6. Still Star-Crossed, ABC. Midseason premiere.

The new Shondaland project Still Star-Crossed is technically an ensemble series, rather than a female-led one. I’m including it here because unlike many of the above shows, which were overwhelmingly written, produced, and created by men, some bad-ass lady creators are behind Still Star-Crossed. The show is based on a book by Melinda Taub, and is written and developed by Scandal co-executive producer Heather Mitchell. Shonda Rhimes, Betsy Beers, and Michael Goldstein are executive producers.
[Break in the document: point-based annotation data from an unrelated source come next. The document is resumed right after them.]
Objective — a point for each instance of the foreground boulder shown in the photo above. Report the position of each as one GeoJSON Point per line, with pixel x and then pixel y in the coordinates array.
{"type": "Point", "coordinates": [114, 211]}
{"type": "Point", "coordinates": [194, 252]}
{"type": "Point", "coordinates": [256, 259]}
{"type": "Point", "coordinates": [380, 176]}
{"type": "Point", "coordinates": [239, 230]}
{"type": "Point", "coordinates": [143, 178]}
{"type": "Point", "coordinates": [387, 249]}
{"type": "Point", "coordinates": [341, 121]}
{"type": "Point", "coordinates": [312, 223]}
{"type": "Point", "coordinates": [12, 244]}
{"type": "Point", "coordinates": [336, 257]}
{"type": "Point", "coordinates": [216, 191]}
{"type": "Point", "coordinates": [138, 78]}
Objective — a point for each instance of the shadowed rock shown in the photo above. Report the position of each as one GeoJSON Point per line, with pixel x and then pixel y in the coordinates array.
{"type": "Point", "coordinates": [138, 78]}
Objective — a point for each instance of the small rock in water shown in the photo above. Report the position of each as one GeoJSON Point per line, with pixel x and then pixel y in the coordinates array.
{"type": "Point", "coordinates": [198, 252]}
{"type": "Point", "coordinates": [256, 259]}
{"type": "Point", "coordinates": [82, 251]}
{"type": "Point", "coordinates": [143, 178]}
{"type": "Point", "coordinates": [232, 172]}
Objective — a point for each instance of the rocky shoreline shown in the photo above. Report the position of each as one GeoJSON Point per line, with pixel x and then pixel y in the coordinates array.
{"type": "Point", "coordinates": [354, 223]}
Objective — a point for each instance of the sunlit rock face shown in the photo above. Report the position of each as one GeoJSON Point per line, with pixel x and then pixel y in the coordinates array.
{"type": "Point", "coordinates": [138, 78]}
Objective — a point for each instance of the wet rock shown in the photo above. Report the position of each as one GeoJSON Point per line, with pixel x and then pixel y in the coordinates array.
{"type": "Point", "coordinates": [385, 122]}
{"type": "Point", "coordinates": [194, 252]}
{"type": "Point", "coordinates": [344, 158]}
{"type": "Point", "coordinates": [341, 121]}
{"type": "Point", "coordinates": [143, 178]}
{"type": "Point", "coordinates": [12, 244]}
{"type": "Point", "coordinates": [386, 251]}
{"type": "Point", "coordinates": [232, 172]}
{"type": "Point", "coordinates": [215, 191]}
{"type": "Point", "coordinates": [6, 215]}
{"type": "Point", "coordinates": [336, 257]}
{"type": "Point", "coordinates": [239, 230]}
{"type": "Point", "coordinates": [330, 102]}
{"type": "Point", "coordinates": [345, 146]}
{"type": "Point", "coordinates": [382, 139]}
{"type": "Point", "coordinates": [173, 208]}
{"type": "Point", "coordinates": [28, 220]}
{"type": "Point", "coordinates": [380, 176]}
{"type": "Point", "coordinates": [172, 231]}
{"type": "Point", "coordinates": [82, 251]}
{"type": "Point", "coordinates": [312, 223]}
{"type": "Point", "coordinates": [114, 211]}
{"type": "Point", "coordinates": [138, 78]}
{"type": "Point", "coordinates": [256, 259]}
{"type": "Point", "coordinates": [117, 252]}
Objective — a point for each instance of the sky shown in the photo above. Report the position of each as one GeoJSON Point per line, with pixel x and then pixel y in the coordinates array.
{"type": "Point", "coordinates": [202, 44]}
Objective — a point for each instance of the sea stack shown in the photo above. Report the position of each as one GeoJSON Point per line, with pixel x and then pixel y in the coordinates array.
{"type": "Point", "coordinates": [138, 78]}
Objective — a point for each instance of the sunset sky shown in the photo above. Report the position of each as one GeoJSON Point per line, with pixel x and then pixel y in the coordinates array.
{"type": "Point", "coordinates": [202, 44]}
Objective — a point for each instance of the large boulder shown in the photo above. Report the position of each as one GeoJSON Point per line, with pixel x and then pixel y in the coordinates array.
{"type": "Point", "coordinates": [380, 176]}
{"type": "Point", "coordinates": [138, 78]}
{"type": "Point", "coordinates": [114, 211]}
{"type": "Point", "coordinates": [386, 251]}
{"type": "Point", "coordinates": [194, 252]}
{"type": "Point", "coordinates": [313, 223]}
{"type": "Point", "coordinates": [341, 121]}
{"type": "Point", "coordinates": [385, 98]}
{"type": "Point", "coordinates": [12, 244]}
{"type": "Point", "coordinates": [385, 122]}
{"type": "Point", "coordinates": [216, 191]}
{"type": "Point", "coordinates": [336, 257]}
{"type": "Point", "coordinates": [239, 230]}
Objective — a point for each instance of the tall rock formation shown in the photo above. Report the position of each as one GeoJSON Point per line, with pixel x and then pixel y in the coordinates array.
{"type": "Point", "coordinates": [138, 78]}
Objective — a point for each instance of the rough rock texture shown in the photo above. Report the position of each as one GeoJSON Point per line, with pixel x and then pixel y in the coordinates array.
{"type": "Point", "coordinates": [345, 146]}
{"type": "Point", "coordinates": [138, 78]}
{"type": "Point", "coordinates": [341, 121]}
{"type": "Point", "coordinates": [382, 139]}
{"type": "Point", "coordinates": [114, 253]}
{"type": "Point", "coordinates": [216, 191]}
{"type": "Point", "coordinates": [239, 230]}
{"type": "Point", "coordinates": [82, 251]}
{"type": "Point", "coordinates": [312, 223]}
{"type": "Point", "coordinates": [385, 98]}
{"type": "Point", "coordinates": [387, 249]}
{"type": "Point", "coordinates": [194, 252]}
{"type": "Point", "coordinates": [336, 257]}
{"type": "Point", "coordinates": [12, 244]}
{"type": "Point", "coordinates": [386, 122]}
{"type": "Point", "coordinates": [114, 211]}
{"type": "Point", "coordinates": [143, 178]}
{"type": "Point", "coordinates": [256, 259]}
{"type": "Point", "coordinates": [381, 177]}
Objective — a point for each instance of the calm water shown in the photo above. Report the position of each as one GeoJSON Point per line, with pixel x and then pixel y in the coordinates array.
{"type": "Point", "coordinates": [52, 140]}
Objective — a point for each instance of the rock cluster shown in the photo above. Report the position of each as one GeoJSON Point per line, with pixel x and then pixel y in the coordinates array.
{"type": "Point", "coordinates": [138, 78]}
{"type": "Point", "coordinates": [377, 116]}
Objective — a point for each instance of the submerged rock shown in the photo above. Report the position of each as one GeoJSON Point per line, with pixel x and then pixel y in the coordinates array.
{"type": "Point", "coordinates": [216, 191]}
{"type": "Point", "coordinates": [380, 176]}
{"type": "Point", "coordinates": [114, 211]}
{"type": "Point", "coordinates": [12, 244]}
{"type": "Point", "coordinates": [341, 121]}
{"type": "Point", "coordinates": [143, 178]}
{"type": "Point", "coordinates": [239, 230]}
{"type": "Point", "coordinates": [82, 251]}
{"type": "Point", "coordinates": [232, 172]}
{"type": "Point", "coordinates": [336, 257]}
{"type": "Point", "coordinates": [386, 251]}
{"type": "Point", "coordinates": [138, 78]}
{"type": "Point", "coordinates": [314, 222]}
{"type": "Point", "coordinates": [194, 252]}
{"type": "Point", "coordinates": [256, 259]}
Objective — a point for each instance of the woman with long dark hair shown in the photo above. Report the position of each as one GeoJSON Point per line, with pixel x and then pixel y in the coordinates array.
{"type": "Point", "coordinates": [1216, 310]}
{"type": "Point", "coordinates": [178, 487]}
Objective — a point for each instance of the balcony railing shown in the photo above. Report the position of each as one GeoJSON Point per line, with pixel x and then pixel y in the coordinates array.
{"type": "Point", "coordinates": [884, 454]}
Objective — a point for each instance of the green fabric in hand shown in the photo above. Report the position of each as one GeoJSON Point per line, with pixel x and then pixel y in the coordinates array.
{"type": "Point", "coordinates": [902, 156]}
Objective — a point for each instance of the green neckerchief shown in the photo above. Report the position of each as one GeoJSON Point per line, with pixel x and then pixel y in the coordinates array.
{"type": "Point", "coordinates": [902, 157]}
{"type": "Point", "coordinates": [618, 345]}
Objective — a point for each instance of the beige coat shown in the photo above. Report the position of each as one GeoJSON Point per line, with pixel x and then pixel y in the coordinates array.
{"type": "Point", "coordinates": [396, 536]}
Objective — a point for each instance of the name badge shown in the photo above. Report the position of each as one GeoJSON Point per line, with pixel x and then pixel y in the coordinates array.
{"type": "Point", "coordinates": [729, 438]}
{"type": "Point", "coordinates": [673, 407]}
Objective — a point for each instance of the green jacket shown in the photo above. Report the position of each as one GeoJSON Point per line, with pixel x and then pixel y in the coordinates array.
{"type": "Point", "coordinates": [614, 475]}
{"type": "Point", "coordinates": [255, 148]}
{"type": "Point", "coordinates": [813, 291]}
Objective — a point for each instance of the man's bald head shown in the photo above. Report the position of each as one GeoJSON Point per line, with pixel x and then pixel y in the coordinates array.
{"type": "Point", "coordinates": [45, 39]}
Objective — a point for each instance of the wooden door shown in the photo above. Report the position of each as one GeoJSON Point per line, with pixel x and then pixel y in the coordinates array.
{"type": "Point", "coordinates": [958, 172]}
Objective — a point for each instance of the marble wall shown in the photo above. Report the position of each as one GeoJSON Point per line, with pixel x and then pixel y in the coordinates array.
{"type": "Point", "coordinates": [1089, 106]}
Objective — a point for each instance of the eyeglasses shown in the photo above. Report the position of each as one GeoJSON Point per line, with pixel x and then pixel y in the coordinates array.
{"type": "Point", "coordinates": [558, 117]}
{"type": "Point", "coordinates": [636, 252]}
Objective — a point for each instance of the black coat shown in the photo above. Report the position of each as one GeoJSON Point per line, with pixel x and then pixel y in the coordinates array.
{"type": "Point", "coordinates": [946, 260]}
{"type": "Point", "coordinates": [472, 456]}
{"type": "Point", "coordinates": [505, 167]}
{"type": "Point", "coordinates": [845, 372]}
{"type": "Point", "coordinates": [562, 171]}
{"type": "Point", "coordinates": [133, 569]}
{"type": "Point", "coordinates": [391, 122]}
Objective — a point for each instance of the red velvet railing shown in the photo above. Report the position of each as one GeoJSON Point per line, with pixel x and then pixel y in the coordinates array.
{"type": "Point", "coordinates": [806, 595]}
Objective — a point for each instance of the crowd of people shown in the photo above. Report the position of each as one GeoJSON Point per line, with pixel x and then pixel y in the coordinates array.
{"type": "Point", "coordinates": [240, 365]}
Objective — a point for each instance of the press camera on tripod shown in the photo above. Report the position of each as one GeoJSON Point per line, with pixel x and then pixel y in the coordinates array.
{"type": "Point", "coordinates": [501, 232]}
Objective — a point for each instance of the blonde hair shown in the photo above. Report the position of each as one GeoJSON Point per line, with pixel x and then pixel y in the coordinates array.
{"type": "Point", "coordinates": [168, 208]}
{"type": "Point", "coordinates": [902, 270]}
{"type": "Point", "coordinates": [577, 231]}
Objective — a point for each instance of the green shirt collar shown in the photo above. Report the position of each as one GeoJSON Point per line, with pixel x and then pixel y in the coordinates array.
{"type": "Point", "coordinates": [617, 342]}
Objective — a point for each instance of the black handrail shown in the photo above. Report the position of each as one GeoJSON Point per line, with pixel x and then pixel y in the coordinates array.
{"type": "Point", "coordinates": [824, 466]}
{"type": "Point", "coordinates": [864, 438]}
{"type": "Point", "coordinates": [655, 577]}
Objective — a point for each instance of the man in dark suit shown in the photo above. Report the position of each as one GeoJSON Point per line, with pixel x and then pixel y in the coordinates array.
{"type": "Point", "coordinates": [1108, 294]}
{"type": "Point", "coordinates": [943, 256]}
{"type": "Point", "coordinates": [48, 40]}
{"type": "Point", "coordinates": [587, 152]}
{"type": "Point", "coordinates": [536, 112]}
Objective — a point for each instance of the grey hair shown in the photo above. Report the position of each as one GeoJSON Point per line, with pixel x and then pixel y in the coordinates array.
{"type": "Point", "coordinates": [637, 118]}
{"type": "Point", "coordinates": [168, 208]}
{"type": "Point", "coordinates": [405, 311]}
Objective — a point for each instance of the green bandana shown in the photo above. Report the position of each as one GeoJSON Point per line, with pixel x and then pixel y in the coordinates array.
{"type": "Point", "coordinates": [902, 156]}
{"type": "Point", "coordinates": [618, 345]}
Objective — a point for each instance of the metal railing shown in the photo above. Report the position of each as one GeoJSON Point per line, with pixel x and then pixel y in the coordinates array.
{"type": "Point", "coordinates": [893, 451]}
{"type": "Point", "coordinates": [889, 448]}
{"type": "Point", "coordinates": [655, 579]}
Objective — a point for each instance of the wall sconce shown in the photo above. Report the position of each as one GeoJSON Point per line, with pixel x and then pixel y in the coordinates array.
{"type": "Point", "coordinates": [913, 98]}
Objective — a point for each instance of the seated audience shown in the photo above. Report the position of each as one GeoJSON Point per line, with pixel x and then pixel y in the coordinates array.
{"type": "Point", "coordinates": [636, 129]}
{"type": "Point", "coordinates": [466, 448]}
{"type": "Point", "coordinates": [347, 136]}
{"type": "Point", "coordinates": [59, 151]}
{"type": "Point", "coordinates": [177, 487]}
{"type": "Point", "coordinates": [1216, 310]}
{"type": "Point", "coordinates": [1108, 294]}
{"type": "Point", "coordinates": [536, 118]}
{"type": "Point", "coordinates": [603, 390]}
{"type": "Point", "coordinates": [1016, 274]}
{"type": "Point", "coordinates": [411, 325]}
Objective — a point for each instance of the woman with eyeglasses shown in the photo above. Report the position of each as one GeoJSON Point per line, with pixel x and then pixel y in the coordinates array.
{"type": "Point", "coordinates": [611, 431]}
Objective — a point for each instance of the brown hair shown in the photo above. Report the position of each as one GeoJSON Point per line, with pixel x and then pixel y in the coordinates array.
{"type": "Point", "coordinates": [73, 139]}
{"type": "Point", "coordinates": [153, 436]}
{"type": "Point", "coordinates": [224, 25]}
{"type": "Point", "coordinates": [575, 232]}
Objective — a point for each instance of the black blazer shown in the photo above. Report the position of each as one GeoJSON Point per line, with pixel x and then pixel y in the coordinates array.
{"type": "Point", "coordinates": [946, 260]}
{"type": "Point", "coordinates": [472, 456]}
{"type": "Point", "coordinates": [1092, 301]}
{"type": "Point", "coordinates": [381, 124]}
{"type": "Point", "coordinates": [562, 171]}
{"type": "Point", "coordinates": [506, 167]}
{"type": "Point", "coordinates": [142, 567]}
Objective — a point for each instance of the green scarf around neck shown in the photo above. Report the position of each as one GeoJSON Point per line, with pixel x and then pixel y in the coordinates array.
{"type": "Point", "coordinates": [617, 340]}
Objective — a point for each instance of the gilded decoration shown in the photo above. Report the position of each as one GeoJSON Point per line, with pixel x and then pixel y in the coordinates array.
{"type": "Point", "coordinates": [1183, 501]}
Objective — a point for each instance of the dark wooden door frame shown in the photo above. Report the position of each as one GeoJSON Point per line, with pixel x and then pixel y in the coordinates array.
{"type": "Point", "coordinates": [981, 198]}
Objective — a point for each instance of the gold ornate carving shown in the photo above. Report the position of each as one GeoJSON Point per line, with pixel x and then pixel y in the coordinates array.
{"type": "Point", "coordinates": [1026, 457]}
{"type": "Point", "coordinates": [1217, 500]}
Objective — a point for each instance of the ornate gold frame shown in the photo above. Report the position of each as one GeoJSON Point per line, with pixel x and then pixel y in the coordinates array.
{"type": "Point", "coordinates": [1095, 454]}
Here’s a synopsis, via Collider:

“Still Star-Crossed,” a period drama from Shondaland, picks up where the famous story of Romeo and Juliet ends, charting the treachery, palace intrigue and ill-fated romances of the Montagues and Capulets in the wake of the young lovers’ tragic fate. The series is based on the book by Melinda Taub. “Still Star-Crossed” stars Wade Briggs (“Home and Away”) as Benvolio Montague, Anthony Head as Lord Silvestro Capulet, Zuleikha Robinson as Lady Guiliana Capulet, Lashana Lynch as Rosaline, Ebonee Noel as Livia, Sterling Sulieman as Prince Escalus, Medalion Rahimi as Princess Isabella, Grant Bowler as Damiano Montague, Susan Wooldridge as Nurse, Torrance Coombs as Paris and Dan Hildebrand as Friar Lawrence. Heather Mitchell (“Scandal,” “Grey’s Anatomy”) is writer and executive producer. Shonda Rhimes, Betsy Beers and Michael Goldstein are executive producers. Michael Offer is executive producer and director of the pilot, from ABC Studios.


Although those are the female-led series whose concepts and early buzz seem the most promising to me, they’re not the only new female-led shows to look out for.

I strongly considered putting Hayley Atwell’s Conviction on this list, and it pained me not to, but the series’ trailer is…not great. I’m also hyped for CBS’ Katherine Heigl-starring Doubt, if only because it’ll also feature Laverne Cox. Fox’s Superstar, from Empire co-creator Lee Daniels, also seems like a show to watch out for, and ensemble series like The CW’s Riverdale also seem like they’ll feature inclusive casts and awesome female characters.

What new shows are you most excited about?